Twisting to dislodge the hand at her waist, she glanced back toward the postcard view of the building. “The casino is my favorite landmark in all of Monaco, especially when it’s all lit up like this. It looks like a giant wedding cake.”
A line of expensive cars circled the Place Du Casino, the kind of cars she’d only seen in movie magazines and on her long-term male teenage patients’ hot-rod calendars. She shifted her gaze to the man walking so close beside her that their shoulders and hands bumped. Not surprisingly the Ferraris and Lamborghinis and other overpriced and overpowered toys held his attention.
His gaze caught hers. “Nice wheels.”
“Testosterone, tires, trouble. Those three T’s are the bane of the burn unit.”
“Is that why you hate drivers?”
“I don’t hate drivers,” she answered quickly—too quickly, if his skeptical expression was an indication.
“Sugar, you were the frost queen to every driver who visited Vincent in the hospital.”
“I was not.”
One arched golden eyebrow argued silently.
“Okay, so I don’t see the point in needlessly risking your life for sport. It’s just…stupid.”
His chuckle surprised her. She’d insulted him and his profession.
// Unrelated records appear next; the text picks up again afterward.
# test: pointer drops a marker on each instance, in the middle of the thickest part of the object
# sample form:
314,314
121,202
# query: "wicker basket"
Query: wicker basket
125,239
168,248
Why would he laugh? “So that’s why you’re playing hard to get.”
“I am not playing at anything.”
He took her elbow and guided her past the fountains and sculptures of Casino Square and across the street. The warmth of his firm grip weakened her knees.
“Most women want me because I’m fast on the track and slow in the sack. But not you, Amelia. Since the driver thing doesn’t flip your toggle switch, then it must be me that starts your engine. So what’s the draw? My buff bod or my Southern charm?”
The teasing twinkle in his eyes made her pulse skip. A laugh gurgled from her throat before she could block it. “It’s certainly not your humility.”
“It’s only ego if you can’t deliver the goods. I can.”
“Oh, puh-lease.”
He pulled her to a stop on the sidewalk beneath an iron lamppost. His gaze locked on hers and his big body loomed above her. “I did. And I will.”
The intent look in his eyes stole her breath. He was going to kiss her if she didn’t move fast, but her muscles seemed sluggish. Toby tempted her to ignore every last vestige of common sense and self-preservation.
Last time she’d fallen into bed with him looking for comfort, but instead of solace she’d found passion—passion far beyond anything she’d shared with Neal. And her body’s betrayal had alarmed her. If she could feel so much for a man she didn’t love and wasn’t even sure she liked, how devastated would she be if she let herself come to care about him and then had to live through his self-destructive behavior?
She’d be her mother all over again.
She had to get rid of Toby Haynes. The sooner, the better.
He lifted his hand toward her face. Amelia ducked out of reach at the last possible second. Her brain thanked her. Her body did not. Her skin tingled and her br**sts ached with the need to be touched. “Maybe we should go back to the hotel.”
A salacious smile slanted his lips. “Now you’re talking.”